National plan is most welcome

Because the Virgin Islands can ill afford to continue developing in a haphazard manner, we are pleased that the Town and Country Planning Department is again working toward a National Development Plan.

This initiative, which is provided for in the 2004 Physical Planning Act, has been a long time in coming. In 2008, the TCPD announced at a public meeting that it would move forward with the effort, but the agency apparently got sidetracked.

Now, government leaders and the wider community should work with the department to ensure that the plan comes to fruition as soon as possible.

Time is of the essence, after all. As the territory’s population has nearly tripled in the past three decades, the pressures of growth have increased tremendously. Gone are the days when development was so infrequent and unobtrusive that it caused few concerns.

Today, Road Town is perhaps the most visible example of wasted opportunity. In the absence of proper planning, the city has become a congested thoroughfare, most of which is neither pedestrian friendly nor particularly pleasant.

This is not for want of ideas: Many sound recommendations have been ignored. The 2007 Road Town Improvement Project report, for example, suggested various steps that would help improve the capital for residents and tourists alike: constructing a walkway along the waterfront; closing Main Street to vehicular traffic; instituting better public transportation; and building park-and-ride facilities at the edges of town, to name a few.

But such initiatives take the sort of long-term planning that has been lacking in the VI. And too often, well-meaning reform efforts have been thwarted by political interference.

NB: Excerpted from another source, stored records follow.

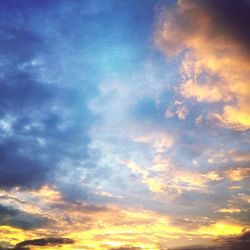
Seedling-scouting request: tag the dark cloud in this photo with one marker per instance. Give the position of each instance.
(41, 124)
(240, 242)
(16, 218)
(52, 241)
(230, 18)
(44, 242)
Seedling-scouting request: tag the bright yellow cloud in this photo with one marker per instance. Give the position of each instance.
(214, 68)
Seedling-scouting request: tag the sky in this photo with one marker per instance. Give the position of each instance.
(124, 124)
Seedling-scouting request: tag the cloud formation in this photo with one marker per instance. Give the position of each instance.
(44, 242)
(213, 39)
(239, 242)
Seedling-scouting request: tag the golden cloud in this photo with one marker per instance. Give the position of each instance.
(215, 68)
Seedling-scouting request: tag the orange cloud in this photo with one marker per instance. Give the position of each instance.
(215, 67)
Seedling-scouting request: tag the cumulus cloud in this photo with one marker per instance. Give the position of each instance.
(213, 39)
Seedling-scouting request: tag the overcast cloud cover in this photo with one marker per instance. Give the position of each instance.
(124, 124)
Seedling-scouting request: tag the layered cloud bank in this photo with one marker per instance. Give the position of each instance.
(124, 125)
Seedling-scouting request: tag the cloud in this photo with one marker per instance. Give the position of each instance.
(213, 40)
(43, 123)
(44, 242)
(238, 242)
(126, 248)
(19, 219)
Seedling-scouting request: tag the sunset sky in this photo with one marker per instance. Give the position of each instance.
(124, 124)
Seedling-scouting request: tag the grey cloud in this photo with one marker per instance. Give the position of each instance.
(16, 218)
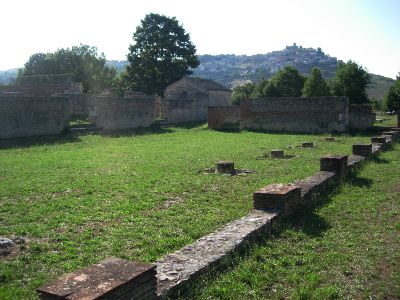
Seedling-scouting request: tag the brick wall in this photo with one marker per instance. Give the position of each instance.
(323, 114)
(361, 116)
(224, 117)
(111, 113)
(185, 107)
(219, 98)
(34, 90)
(23, 116)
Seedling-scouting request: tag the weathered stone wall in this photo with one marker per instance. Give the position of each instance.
(185, 107)
(361, 116)
(23, 116)
(219, 98)
(224, 117)
(111, 113)
(323, 114)
(34, 90)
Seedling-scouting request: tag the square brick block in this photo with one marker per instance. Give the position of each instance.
(334, 163)
(393, 134)
(378, 139)
(281, 197)
(363, 150)
(112, 278)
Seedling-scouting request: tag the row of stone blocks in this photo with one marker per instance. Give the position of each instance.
(115, 278)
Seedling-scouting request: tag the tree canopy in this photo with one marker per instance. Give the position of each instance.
(161, 55)
(315, 85)
(392, 97)
(82, 63)
(351, 80)
(242, 92)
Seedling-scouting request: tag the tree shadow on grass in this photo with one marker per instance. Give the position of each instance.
(39, 141)
(379, 160)
(306, 220)
(154, 129)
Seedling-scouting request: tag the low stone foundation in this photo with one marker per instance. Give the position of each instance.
(112, 278)
(179, 271)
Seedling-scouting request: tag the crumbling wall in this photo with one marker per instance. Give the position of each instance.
(361, 116)
(35, 90)
(220, 98)
(322, 114)
(112, 113)
(224, 117)
(23, 116)
(185, 107)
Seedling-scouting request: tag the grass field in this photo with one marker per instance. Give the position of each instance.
(139, 197)
(387, 120)
(349, 248)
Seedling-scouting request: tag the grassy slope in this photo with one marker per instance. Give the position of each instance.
(348, 248)
(137, 197)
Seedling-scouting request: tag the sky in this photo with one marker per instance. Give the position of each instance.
(366, 31)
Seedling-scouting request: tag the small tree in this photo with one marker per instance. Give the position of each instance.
(315, 85)
(161, 55)
(242, 92)
(258, 91)
(392, 97)
(82, 63)
(288, 82)
(270, 90)
(351, 80)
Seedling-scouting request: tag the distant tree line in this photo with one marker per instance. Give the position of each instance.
(80, 64)
(351, 80)
(392, 97)
(162, 53)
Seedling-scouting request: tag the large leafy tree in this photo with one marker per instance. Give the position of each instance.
(288, 82)
(351, 80)
(161, 55)
(80, 63)
(392, 97)
(315, 85)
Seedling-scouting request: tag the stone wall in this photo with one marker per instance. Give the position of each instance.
(185, 107)
(361, 116)
(111, 113)
(323, 114)
(34, 90)
(23, 116)
(224, 117)
(220, 98)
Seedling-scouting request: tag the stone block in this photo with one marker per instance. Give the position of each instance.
(286, 198)
(364, 150)
(378, 139)
(334, 163)
(277, 153)
(307, 144)
(112, 278)
(394, 134)
(225, 167)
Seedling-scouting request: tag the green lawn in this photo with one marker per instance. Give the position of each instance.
(137, 197)
(349, 248)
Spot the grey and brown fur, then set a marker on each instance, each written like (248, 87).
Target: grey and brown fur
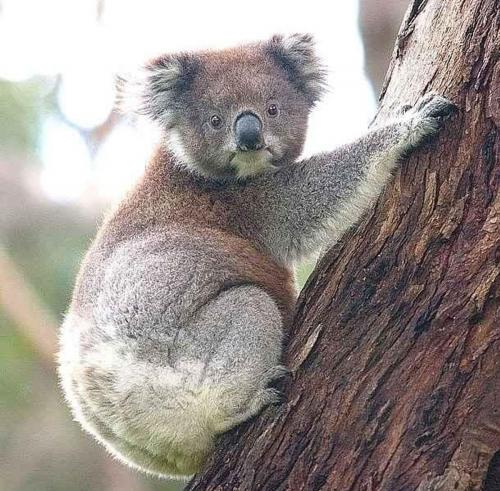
(177, 320)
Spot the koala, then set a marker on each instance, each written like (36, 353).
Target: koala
(176, 325)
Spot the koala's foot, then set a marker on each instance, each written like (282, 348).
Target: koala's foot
(426, 118)
(262, 398)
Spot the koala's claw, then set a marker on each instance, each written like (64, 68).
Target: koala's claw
(433, 105)
(427, 117)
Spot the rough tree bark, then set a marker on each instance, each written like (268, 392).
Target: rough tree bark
(395, 347)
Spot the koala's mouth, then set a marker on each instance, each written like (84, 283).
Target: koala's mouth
(252, 162)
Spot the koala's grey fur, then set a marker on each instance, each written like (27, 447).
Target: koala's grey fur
(177, 319)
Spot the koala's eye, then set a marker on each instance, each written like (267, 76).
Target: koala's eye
(272, 110)
(216, 121)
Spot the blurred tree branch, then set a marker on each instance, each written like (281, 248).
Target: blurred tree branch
(30, 316)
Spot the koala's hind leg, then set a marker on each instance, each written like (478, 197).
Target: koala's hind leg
(238, 336)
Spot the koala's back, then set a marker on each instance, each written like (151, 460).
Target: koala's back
(154, 336)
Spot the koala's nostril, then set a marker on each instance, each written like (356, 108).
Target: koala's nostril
(248, 132)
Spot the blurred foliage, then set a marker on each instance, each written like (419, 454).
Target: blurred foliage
(20, 115)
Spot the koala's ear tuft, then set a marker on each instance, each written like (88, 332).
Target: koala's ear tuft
(154, 89)
(296, 56)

Fortunately, it is not too late. A National Development Plan that maps the way forward will be a major step in the right direction.

Granted, creating and enforcing the strategy will not be easy. In a territory where development typically has been regulated loosely at best, there will be strident opposition to any changes to the status quo.

Indeed, any worthwhile development strategy will necessarily mean restrictions that some will find unpalatable. But residents should remember that a National Development Plan, by definition, is for the greater good.

The TCPD hopes to present a draft to the public in the fall, with hopes of finalising a 15-year plan by 2015. All residents should weigh in and support the effort however they can.

For too long in the Virgin Islands, prudent planning has been subordinated to politics and the whims of a few. Systemic change is needed now.